It’s important to start our study of the “medieval Middle East” and “early Islamic” history by understanding the words we use because they are problematic.
First, the terms “medieval” and “Middle East” assume a Western perspective. “Medieval” refers to the period between two ages, that is: between Antiquity and the Renaissance. So it doesn’t really make sense to organize non-European history as “medieval,” as if everyone in the world responded to a cultural movement that happened in Europe. Similarly, the “Middle East” as a phrase was coined by Europeans. Think about it: what is the “Middle East” east of? It is “Middle” because it is closer to Europe than the “Far East” (China and Japan). The terms “Middle East” and “Far East” were made in Europe to organize how Europeans think about regions outside of Europe.

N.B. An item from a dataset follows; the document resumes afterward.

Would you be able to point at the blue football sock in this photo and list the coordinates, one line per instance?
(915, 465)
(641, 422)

The word “Orientalism” refers to the descriptions of the Middle East seeped in unquestioned Western perspectives. The word comes from a famous book written by Edward Said:

Said argued that the Western perspectives don’t adequately reflect the complexities of Middle Eastern history and culture. Rather, Westerners project stereotypes the Middle East, focusing for example on over-sexed tyrants and violent despots. Western descriptions of the Middle East are flat: they don’t allow for differences and change over time and space.

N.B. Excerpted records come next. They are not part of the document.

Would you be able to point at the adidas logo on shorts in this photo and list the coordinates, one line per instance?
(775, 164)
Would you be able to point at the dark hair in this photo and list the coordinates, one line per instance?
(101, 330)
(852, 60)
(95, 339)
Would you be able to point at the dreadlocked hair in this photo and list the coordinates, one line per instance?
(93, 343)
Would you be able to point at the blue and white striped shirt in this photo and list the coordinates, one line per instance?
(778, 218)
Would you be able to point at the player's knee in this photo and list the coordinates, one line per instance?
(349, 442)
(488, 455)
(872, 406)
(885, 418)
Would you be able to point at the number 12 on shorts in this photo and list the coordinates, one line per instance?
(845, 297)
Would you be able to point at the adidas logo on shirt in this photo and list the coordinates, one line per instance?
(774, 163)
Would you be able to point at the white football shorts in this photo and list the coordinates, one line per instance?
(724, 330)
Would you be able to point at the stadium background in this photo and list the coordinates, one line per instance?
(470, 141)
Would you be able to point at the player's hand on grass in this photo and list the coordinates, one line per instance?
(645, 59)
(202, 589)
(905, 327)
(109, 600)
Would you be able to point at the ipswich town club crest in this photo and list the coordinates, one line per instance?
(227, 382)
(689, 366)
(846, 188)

Western stereotypes about the Middle East didn’t emerge in a vacuum. People who write/wrote about the Middle East reflect the colonial perspectives of Europe and the United States, seeking to explain the supposed inferiority of the Middle East in order to justify invading and ruling over it.
For a quick summary of Orientalism, watch this video (2.5 minutes):
Why is this a problem? Try flipping the tables. Read about the US the way that we hear about the Middle East. Do you think this article adequately explains BLM or the 2020 protests?
The words we use matter. So what’s a good alternative to “Middle East”? Recently, there has been a push to switch to the term SWANA: Southwest Asia and North Africa. By using a geographical identifier, we can bypass the relational organization (that is: we don’t define the region based on its relationship to Europe). However, just as no one in 9th-century Baghdad ever used the word “medieval,” so too is SWANA a modern concept. One of the ways we can push back at Orientalism is to use terms that are found in our sources, to start to understand the people who lived in the past and the ways in which they organized their world.
Sources written in the 9-10th centuries use the term “Islamic.” This term has its own problems, but at least it comes directly from the period and people we are studying. Before we adopt the term “Islamic” and run with it, though, we need to be clear how people used it in the past and how we are going to use it. Some Arabic texts refer to “the Realm of Islam,” which contrasts with “the Realm of War.” But these terms usually show up in juridical texts. History and geography texts sometimes use “the Kingdom of Islam,” “the lands of Islam,” commonly shortened to just “Islam.” These terms all refer to territories controlled by Muslim rulers. They don’t necessarily mean that the majority of people living in those territories were Muslims. They also don’t refer solely to the “Middle East.”
One criticism of using the term “Islamic” is that people assume that it’s about religion: “Islamic” history, then, is the study of the religion of Islam or the history of Muslims. However, we should also keep in mind that conversion to Islam was a slow and uneven process; very few regions in the early Islamic world were majority Muslim. The term “Islamic” history might also suggest to the modern observer that religion was the most important way to categorize people living in the “Islamic” world. In response, another scholar named Marshall Hodgson introduced the term “Islamicate” to refer to people and objects that we could understand within the context of the Islamic world. The term reminds people that not everyone or everything living in the Islamic world was Muslim or related in some way to the religion of Islam.
So if everything is problematic, how do we move forward? We start by recognizing the problems. I use “Islamic” because that’s what appears in our sources. However, in this setting I do not understand “Islamic” to refer strictly to the religion of Islam. Christians, Jews, Zoroastrians, and Hindus lived in the Islamic world. I use the term “Islamic” in the sense of the geographers: the lands of Islam, where the rulers were Muslims. I do use “Middle East” and “medieval,” but sparingly. My reasons for this are practical. If we all came into the study of this history with blank slates, then we would have an easier time dispensing with such words entirely. But I think it is important that we use understandable terms as students start to learn about the Islamic world and as scholars reach across disciplines to learn about other regions. We can’t expect people coming into the field for the first time to magically know the definition and parameters of “early Islamic history.”